Sind HIV und AIDS deshalb ungefährlich?

Wir haben heute wirksame Werkzeuge, um HIV zu bekämpfen und AIDS zu verhindern. In Industrieländern sterben heutzutage verhältnismäßig wenige Personen an den Folgen von AIDS.

Dennoch sollte nicht vergessen werden, dass in weniger privilegierten Regionen eine sehr hohe Durchseuchung der Bevölkerung mit HIV besteht. In einigen Ländern der Welt, v. a. im südlichen Afrika, ist jeder Vierte mit dem Virus infiziert. Alleine im Jahr 2020 verstarben weltweit 680.000 Menschen an den Folgen von AIDS.

HIV-Ansteckungen und ein Ausbruch von AIDS sind in den allermeisten Fällen vermeidbar bzw. therapierbar – leider haben nicht alle Menschen Zugang zu diesen Methoden.

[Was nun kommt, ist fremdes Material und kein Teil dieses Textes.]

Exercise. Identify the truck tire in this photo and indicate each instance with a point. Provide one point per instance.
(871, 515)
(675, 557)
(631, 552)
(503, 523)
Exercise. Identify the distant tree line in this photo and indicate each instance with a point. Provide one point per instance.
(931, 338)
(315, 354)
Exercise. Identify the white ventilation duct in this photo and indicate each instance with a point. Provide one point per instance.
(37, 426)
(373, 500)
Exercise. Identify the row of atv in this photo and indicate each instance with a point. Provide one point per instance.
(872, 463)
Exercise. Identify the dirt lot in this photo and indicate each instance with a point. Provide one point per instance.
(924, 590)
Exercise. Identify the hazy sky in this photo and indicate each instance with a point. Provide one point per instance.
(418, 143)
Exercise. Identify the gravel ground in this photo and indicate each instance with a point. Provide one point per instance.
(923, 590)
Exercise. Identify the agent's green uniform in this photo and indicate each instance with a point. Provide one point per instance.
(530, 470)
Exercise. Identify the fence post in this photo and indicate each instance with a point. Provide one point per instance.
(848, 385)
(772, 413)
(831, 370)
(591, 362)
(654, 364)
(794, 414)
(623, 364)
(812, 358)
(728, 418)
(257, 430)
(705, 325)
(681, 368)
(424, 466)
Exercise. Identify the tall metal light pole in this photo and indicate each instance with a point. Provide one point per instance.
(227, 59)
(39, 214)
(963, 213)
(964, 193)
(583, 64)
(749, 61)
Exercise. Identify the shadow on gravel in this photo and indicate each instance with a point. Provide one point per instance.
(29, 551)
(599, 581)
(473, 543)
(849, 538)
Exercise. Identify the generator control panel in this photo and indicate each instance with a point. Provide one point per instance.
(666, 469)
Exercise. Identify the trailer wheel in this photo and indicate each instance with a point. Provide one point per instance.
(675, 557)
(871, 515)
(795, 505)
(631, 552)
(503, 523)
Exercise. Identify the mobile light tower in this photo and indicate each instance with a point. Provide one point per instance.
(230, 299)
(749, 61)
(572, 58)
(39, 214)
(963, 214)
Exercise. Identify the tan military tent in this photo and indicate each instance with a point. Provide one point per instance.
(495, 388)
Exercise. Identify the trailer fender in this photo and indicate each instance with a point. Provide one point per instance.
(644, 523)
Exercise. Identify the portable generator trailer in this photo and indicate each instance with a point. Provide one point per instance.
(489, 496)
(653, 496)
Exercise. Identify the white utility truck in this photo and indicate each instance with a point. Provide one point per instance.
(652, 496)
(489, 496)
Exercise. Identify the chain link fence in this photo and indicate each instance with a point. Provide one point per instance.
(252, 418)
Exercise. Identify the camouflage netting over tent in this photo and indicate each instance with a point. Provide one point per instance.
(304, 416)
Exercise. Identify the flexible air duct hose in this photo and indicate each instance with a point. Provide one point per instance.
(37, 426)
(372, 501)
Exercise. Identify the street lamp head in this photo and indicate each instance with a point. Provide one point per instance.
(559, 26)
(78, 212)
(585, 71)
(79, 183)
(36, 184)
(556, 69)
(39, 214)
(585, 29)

Häufige Fragen zu HIV-Therapien

Die Prä-Expositions-Prophylaxe (PrEP) war bis 2017 noch richtig teuer. Eine Monatsration kostete 600 bis 800 Euro, was für die meisten Menschen unerschwinglich ist. 2017 kam ein günstiges Generikum (Nachahmerpräparat) auf den Markt, welches 51 Euro für 28 Tabletten kostete. Seit 2019 werden die Kosten für diese Medikamente bei Personen aus HIV-Risikogruppen von den Krankenkassen übernommen. Für die Krankenkassen ist das weitaus günstiger als die Behandlung (antiretrovirale Therapie, ART) von HIV-Infektionen.

Grundsätzlich gilt: je früher, desto besser. Eine HIV-Infektion kann nicht geheilt werden, die Viren bleiben ein Leben lang im Körper. Durch eine Therapie kann das Fortschreiten der Infektion gestoppt werden. Nach einem positiven HIV-Test sollte man sich unverzüglich mit einer spezialisierten Einrichtung in Verbindung setzten, mit welcher das weitere Vorgehen abgestimmt wird.